1. If Billy leaves the LA Zoo, where will he go and why is it better?

Billy will go to a PAWS, or Performing Animal Welfare Society, sanctuary. He will, immediately upon arrival, be given 20 acres of land to roam, and he will be given even more space as he acclimates to his new home. In the sanctuary, he will have a diverse, expansive and intellectually stimulating environment. The sanctuary offers its elephants space, social opportunities, and a diverse, expansive and interesting habitat.


 

2. Is it true they castrate elephants at sanctuaries?

This is ABSOLUTELY NOT true. PAWS DOES NOT CASTRATE ELEPHANTS. Castration is a highly invasive technique. While a couple of zoos promote castration as a technique for controlling the wild elephant population in Africa, castration has no place in Billy’s new home.


 

3. Will Billy be alone at the sanctuary?

There are numerous other elephants at PAWS. The world renown elephant experts who work at the sanctuary will, with great care and attention to the individual needs of each animal, maximize Billy's social opportunities when he finally arrives at the sanctuary.


 

4. Do sanctuaries have breeding programs?  If not, why?

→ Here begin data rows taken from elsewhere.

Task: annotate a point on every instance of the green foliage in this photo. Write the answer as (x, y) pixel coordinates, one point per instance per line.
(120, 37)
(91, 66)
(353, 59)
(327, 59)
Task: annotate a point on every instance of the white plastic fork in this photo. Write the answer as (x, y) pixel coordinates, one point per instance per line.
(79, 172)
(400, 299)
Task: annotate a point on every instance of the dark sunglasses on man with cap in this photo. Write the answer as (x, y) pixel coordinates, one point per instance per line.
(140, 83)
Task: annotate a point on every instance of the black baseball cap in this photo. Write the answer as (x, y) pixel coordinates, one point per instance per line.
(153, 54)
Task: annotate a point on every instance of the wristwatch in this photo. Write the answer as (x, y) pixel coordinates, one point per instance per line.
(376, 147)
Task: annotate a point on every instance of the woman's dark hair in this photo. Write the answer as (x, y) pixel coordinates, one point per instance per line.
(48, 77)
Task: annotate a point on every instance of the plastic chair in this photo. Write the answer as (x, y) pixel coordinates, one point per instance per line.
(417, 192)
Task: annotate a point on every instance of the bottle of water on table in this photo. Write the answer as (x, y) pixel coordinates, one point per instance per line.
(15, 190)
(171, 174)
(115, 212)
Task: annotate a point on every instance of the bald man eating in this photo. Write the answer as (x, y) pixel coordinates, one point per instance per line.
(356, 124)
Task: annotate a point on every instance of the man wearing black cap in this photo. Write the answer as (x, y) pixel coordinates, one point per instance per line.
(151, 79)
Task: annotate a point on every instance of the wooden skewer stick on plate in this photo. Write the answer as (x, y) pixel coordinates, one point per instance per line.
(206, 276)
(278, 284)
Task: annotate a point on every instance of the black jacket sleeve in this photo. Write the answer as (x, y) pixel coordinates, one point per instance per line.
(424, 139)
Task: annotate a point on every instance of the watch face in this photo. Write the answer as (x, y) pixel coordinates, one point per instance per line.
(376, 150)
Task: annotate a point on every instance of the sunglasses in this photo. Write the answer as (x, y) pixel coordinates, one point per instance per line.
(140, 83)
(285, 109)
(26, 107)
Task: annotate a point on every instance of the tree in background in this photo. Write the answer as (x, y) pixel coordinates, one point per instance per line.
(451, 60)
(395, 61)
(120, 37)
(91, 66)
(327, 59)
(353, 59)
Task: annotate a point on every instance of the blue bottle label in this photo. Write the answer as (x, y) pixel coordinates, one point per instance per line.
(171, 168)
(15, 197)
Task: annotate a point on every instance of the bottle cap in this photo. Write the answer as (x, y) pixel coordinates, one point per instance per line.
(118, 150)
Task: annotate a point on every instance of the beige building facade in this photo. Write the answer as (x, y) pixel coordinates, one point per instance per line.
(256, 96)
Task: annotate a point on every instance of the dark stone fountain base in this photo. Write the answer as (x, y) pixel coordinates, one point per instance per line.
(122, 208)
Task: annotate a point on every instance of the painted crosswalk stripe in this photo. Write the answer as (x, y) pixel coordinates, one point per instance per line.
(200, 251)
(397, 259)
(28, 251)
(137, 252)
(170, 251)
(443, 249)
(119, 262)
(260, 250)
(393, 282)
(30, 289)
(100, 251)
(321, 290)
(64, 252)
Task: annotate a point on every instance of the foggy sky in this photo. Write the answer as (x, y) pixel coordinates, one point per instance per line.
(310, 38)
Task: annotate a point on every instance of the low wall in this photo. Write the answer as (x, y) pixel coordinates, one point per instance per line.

NO, sanctuaries do not have breeding programs. Sanctuaries exist to provide retreat and rescue. They focus on rebuilding the often severely damaged lives of their animals, and breeding would only take away space from the sanctuary's current inhabitants, as well as limit the sanctuary's potential to rescue other elephants. There are many elephants - like Billy - in need of rescue, so breeding is not a priority at elephant sanctuaries.


 

5. Are breeding programs at zoos successful?  If not, why?

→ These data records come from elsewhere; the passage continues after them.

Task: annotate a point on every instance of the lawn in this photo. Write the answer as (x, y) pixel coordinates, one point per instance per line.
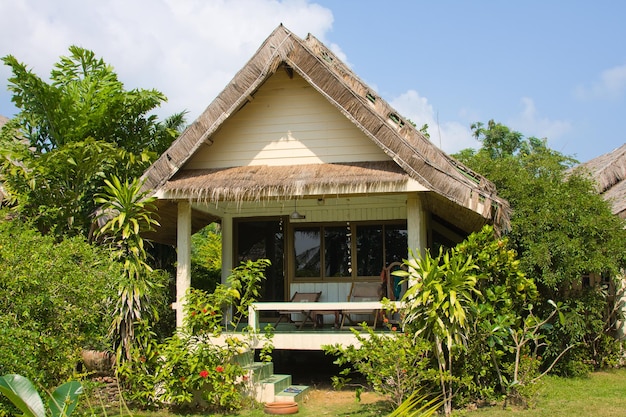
(602, 394)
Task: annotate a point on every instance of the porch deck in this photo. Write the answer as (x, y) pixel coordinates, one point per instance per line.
(291, 337)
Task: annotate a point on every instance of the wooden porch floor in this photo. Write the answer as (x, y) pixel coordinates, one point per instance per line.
(290, 337)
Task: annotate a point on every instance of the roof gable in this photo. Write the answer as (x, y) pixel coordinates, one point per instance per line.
(452, 182)
(609, 173)
(286, 122)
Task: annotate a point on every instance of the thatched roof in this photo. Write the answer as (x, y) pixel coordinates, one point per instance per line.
(261, 181)
(609, 173)
(414, 155)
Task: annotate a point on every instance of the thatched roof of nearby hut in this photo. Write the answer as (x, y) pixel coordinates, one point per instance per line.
(609, 174)
(451, 183)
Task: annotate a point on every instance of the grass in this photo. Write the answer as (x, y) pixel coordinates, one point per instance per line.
(599, 395)
(602, 394)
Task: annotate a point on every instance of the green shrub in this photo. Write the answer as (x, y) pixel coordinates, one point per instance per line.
(393, 363)
(54, 300)
(189, 371)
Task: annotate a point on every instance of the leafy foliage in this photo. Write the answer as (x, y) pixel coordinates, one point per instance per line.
(54, 299)
(438, 307)
(188, 371)
(22, 393)
(72, 133)
(128, 212)
(394, 365)
(561, 229)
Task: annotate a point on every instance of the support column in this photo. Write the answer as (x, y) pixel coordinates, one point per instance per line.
(227, 246)
(183, 251)
(416, 224)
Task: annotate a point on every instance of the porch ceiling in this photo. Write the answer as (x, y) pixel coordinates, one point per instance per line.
(167, 212)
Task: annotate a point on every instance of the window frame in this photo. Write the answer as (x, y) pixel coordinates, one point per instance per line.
(353, 256)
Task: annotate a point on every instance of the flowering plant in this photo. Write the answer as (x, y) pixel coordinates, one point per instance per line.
(189, 370)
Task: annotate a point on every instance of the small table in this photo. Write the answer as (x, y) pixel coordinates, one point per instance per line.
(318, 317)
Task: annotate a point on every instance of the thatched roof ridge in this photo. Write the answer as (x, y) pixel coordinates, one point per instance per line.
(397, 137)
(609, 173)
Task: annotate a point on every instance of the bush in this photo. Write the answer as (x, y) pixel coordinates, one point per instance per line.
(394, 364)
(189, 371)
(54, 299)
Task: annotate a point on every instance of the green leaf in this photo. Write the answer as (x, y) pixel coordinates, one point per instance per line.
(23, 395)
(65, 398)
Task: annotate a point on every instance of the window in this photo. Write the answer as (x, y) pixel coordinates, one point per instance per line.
(335, 247)
(328, 251)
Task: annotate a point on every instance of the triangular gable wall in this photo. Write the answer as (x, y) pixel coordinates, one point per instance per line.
(452, 182)
(287, 122)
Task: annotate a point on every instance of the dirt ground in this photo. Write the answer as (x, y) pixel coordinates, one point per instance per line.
(329, 396)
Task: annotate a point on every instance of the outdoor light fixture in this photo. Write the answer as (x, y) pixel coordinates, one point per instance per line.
(296, 215)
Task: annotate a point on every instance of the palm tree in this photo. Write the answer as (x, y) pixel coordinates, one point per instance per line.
(437, 307)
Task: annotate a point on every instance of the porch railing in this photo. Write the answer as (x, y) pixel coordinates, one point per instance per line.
(254, 308)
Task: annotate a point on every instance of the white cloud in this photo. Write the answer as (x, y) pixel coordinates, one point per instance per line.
(610, 85)
(187, 49)
(529, 123)
(450, 136)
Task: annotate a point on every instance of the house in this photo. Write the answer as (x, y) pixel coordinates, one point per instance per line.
(302, 163)
(608, 171)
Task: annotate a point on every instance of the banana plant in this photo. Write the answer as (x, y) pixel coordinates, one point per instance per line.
(23, 394)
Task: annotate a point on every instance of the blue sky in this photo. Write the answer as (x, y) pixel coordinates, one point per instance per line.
(553, 69)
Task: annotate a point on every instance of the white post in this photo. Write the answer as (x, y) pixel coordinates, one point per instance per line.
(416, 224)
(183, 250)
(227, 246)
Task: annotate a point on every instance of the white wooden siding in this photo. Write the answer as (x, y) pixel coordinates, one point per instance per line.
(286, 123)
(331, 291)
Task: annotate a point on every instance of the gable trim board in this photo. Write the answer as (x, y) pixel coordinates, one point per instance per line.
(450, 185)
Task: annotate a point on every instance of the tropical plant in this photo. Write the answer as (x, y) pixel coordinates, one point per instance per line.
(23, 394)
(437, 306)
(417, 405)
(188, 371)
(127, 212)
(54, 301)
(561, 229)
(394, 364)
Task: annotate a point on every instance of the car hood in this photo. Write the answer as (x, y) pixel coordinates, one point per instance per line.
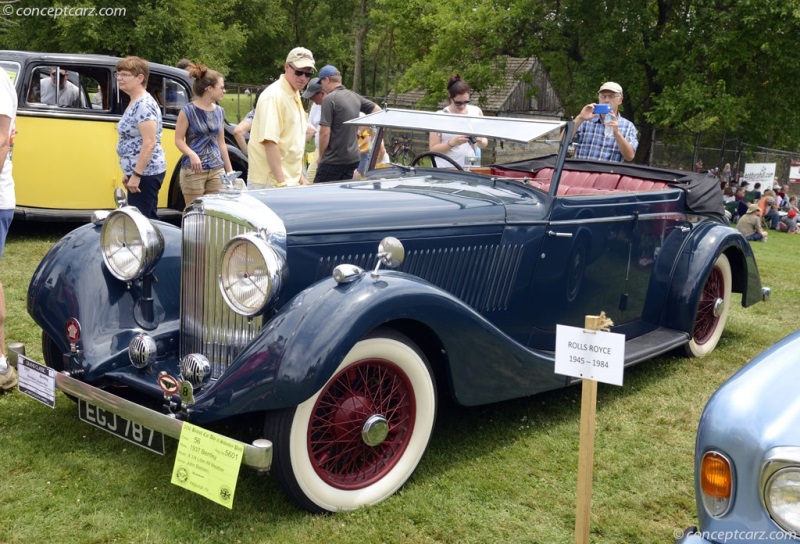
(758, 407)
(394, 203)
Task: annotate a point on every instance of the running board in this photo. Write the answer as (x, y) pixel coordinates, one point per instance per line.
(654, 343)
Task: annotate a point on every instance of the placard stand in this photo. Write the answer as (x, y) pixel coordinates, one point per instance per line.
(583, 508)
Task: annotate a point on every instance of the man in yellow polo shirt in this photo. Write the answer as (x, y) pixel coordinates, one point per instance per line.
(278, 135)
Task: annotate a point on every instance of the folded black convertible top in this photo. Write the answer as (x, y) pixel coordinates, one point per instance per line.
(703, 194)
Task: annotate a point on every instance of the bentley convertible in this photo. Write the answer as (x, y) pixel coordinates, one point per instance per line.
(340, 314)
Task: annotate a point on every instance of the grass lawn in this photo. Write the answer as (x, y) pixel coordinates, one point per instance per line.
(494, 474)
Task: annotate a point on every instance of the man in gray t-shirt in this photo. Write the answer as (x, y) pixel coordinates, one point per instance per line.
(338, 145)
(68, 93)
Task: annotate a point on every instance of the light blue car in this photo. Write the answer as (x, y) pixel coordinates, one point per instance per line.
(747, 456)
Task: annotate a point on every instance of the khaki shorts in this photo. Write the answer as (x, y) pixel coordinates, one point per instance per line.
(204, 183)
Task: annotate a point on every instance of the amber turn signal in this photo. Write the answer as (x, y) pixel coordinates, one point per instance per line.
(715, 476)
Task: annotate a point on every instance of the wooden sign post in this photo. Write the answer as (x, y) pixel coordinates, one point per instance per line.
(587, 354)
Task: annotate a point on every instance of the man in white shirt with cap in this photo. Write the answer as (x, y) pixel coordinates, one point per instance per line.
(590, 137)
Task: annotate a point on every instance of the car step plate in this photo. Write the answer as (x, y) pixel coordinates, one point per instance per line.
(121, 427)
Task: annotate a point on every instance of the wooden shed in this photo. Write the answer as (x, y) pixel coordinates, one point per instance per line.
(526, 90)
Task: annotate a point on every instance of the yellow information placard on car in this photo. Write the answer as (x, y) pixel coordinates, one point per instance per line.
(208, 464)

NO, the breeding programs at zoos are not successful.

Female elephants have a 15 to 16-week-long ovarian cycle. In zoos, however, female elephants of reproductive age often experience truncated ovarian cycles or, in extreme cases, stop experiencing ovarian cycles altogether. This phenomenon is called "flatlining" and is well document in AZA-accredited facilities. 

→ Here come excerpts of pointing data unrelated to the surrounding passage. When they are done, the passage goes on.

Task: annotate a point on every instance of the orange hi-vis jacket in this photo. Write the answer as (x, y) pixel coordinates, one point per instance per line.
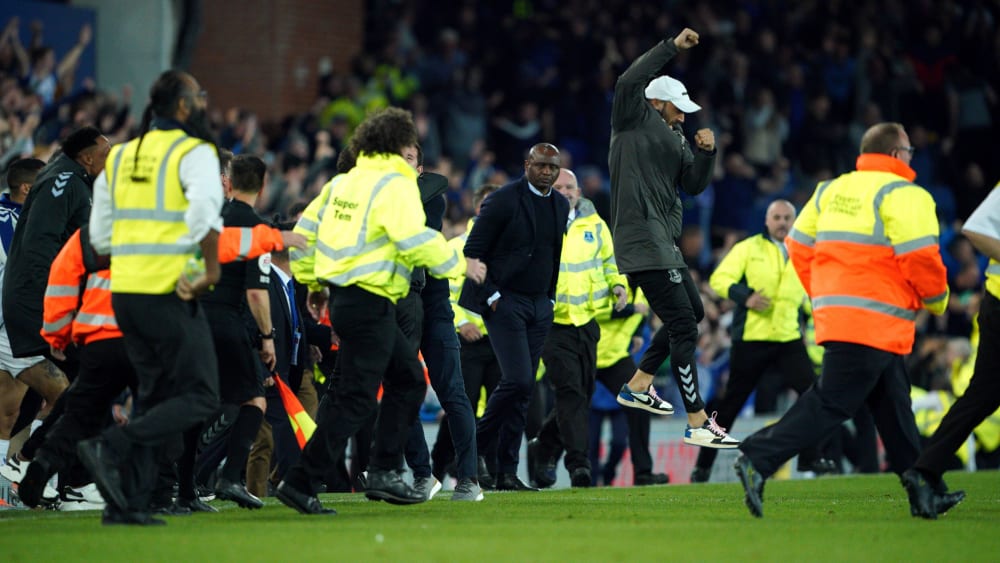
(68, 316)
(866, 250)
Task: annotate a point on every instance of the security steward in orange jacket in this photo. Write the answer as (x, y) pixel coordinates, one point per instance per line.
(88, 321)
(866, 250)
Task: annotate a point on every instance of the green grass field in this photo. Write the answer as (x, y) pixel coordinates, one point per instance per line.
(829, 519)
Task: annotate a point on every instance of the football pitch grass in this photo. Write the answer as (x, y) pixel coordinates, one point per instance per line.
(862, 518)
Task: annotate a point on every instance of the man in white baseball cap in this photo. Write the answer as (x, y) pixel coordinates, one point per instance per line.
(670, 99)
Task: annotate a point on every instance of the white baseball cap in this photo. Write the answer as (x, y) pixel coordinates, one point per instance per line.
(673, 91)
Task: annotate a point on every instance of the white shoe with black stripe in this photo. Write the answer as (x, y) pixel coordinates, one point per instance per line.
(646, 400)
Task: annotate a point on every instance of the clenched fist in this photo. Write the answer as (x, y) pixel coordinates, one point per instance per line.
(704, 139)
(686, 39)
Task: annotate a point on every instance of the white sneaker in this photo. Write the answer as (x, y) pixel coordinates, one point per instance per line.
(646, 400)
(82, 498)
(710, 435)
(430, 486)
(13, 470)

Additionally, of the 26 elephants born in AZA-accredited zoos in North America over the last 10 years, only 6 remain alive. 

In contrast, elephants in the wild have NO DIFFICULTY procreating.


 

6. Where do the offspring of captive elephant breeding usually go?

IN THE U.S. ELEPHANT CALVES LESS THAN 2 YEARS OF AGE HAVE BEEN TRANSFERRED TO OTHER ZOOS OR SENT TO CIRCUSES.


 

7. Respond to specific statements by the zoo:

These statements were used by the L.A. Zoo to justify the construction of the Pachyderm Forest, a $42 million dollar expansion to their elephant exhibit:

  • Asian elephants are in danger of becoming extinct in our lifetime.
    Not if we do the right thing for their protection in the wild. Zoos contribute almost nothing in this regard.
  • Every citizen has the right to see elephants in their zoo.
    Citizens do not have this right any more than they have the right to see the Great Pyramids or the Leaning Tower of Pisa. We should stop entitling ourselves. Instead, we should focus on our ability to protect and conserve our planet.
  • Sanctuaries are for animals who have reached the end of their lives and are not places for species survival programs.
    Sanctuaries are for animals in need. They are not gated communities for the superannuated. In sanctuaries, animals are given the opportunity to heal. In this way, sanctuaries can be equated to a hospice for sick children. The children in hospice may be young, but they are no less in need of hospice care than an adult at the end of their life.
  • The Chimpanzee Sanctuary in Uganda has 49 animals, all of which were rescued as juveniles. Dr. Jane Goodall described the Chimpanzee Sanctuary as a model for all other African sanctuaries. As the Chimpanzee Sanctuary proves, age has NOTHING to do with an animal's need for a sanctuary.